NHS colours

The NHS corporate colour is NHS Blue (Pantone® 300), this should be used as the primary colour when designing communications materials, it has a high recognition and identify that the communication is from the NHS.

This is supported by a vibrant secondary print colour palette of 13 colours and 10 tints. This will help your designs to stand out and appeal to different audiences.

There is also a colour palette for websites and other electronic media. By using these standard colours consistently, you will help to maintain recognition and trust in NHS communications.

NHS Blue (Pantone® 300)

The NHS print colour palette

The NHS print colour palette supports our straightforward, clear and cost-effective style. The range of colours allows for creativity and diversity, while remaining true to the NHS look and feel.

This palette of colours is intended to allow:

  • the publication of a variety of leaflets and other printed and online communications;
  • the flexibility to develop local literature systems; additional clarity for charts and diagrams;
  • interest and appeal for a variety of audiences; and
  • RGB colour variations for electronic presentations.

The palette also allows for degrees of 'corporacy'. Not everything needs to be NHS Blue, but using the same palette across the NHS builds on our overall identity.

It is strongly recommended that the NHS colour palette is used in all NHS communications.
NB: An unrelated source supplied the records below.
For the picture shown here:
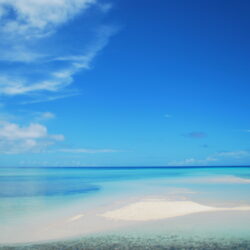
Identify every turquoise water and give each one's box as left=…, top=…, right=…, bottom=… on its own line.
left=0, top=167, right=250, bottom=247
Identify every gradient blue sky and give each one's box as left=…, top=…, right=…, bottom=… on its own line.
left=0, top=0, right=250, bottom=166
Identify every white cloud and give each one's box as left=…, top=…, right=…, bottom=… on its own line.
left=164, top=114, right=172, bottom=118
left=0, top=26, right=116, bottom=96
left=168, top=156, right=218, bottom=166
left=0, top=121, right=64, bottom=154
left=168, top=150, right=250, bottom=166
left=217, top=150, right=250, bottom=158
left=0, top=0, right=117, bottom=103
left=59, top=148, right=120, bottom=154
left=0, top=0, right=96, bottom=39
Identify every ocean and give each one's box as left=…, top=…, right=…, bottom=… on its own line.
left=0, top=166, right=250, bottom=249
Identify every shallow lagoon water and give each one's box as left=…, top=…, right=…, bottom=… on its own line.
left=0, top=167, right=250, bottom=249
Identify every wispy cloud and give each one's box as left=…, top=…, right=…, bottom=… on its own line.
left=58, top=148, right=120, bottom=154
left=0, top=0, right=97, bottom=39
left=0, top=121, right=64, bottom=154
left=164, top=114, right=172, bottom=118
left=167, top=150, right=250, bottom=166
left=183, top=131, right=207, bottom=139
left=167, top=156, right=218, bottom=166
left=0, top=0, right=117, bottom=103
left=217, top=150, right=250, bottom=158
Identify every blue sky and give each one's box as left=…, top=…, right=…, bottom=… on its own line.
left=0, top=0, right=250, bottom=166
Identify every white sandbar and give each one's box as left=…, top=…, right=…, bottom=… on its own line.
left=100, top=199, right=250, bottom=221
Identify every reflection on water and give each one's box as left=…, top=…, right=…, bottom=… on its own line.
left=0, top=167, right=250, bottom=245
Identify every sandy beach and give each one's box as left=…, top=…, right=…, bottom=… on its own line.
left=0, top=197, right=250, bottom=244
left=101, top=199, right=250, bottom=221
If you need to extend the palette range, please ensure that any additional colours are compatible with the originals. Colours such as fluorescents or metallics may be used for special products. However, you must make sure that their use is consistent with the NHS values and principles. Bear in mind that metallic colours should be used with caution, as they appear expensive. They may be appropriate, for example, for communications for special occasions, but make sure you consider how they will be perceived.

Secondary print colour palette

Four-colour process printing

The international standard for producing colours was developed by Pantone®. Four-colour process printing, known as CMYK, uses up to four component colours to create a standard Pantone® colour-match. These components are:

  • C for cyan
  • M for magenta
  • Y for yellow
  • K for key or black.

However, four-colour process printing will generally produce a less vivid colour than the standard Pantone® special colour.

The NHS colour palette has been chosen so that, when printed in four-colour process, the Pantone® equivalent is very similar. When printing in one colour only, it is best to use NHS Blue or black. Otherwise, you may use any other colour from the NHS colour palette - except NHS Yellow and NHS Light Green, as they read poorly against white paper.


You can use the colours within the NHS colour palette as solid colours or as tints. Palette tints bring greater breadth and flexibility to our range of colours. They are particularly useful when producing diagrams and charts, and allow for more creativity with one-and-two colour communications. The NHS logo and logotypes must never appear as tints.

Secondary print tint colour palette

Background colours

For all NHS communications, you can create a background using any colour from the NHS colour palette. However, you need to remember that:

  • against a solid NHS Yellow background, text headings should appear in NHS Blue or black;
  • against other backgrounds, text headings may be any colour so long as they enhance readability.

If you are printing using a coloured background, you need to make sure there is sufficient contrast and clarity. On a light coloured background, the NHS logo should appear in NHS Blue or black. You should also bear in mind that:

  • the base colour should be selected from the NHS colour palette; and
  • the NHS logo should be reversed out (with the lettering within the logo printing the same colour as the background); except
  • against a solid NHS Yellow or white background, the NHS logo should print in NHS Blue or black and the lettering within the logo should be white.

Reversed out NHS logo on NHS palette printed background colours

Printing an NHS logo or logotype

You can reproduce an NHS logo or logotype in NHS Blue and black, or even just black, when printing on a solid NHS Yellow or white background. On other coloured backgrounds, logos or logotypes should preferably be printed white out of the background.

NHS logo with white lettering on NHS yellow printed background

Printing onto coloured paper

Wherever possible you should use the NHS logo on white paper. If that is not possible and you are printing onto coloured paper, the NHS logo should print black with clear lettering.

Black NHS logo with clear lettering on coloured paper


It is important to remember that white, yellow or pale coloured paper can enhance readability for people who are visually impaired. Under the Disability Discrimination Act (DDA), the NHS, and anyone working on behalf of the NHS, has a duty to anticipate the needs of disabled people by making sure that accessible information is readily available. An appropriate choice of colour scheme is one way of anticipating these needs. You also have a responsibility to ensure that 'reasonable adjustments' are made to accommodate the needs of those who may be disadvantaged by regular print formats and type size.

Paint references

The best match-paint colour reference to NHS Blue is BSI 18E53. The best RAL match is 5017. RAL is a colour specifier for paints, powder coatings and gels.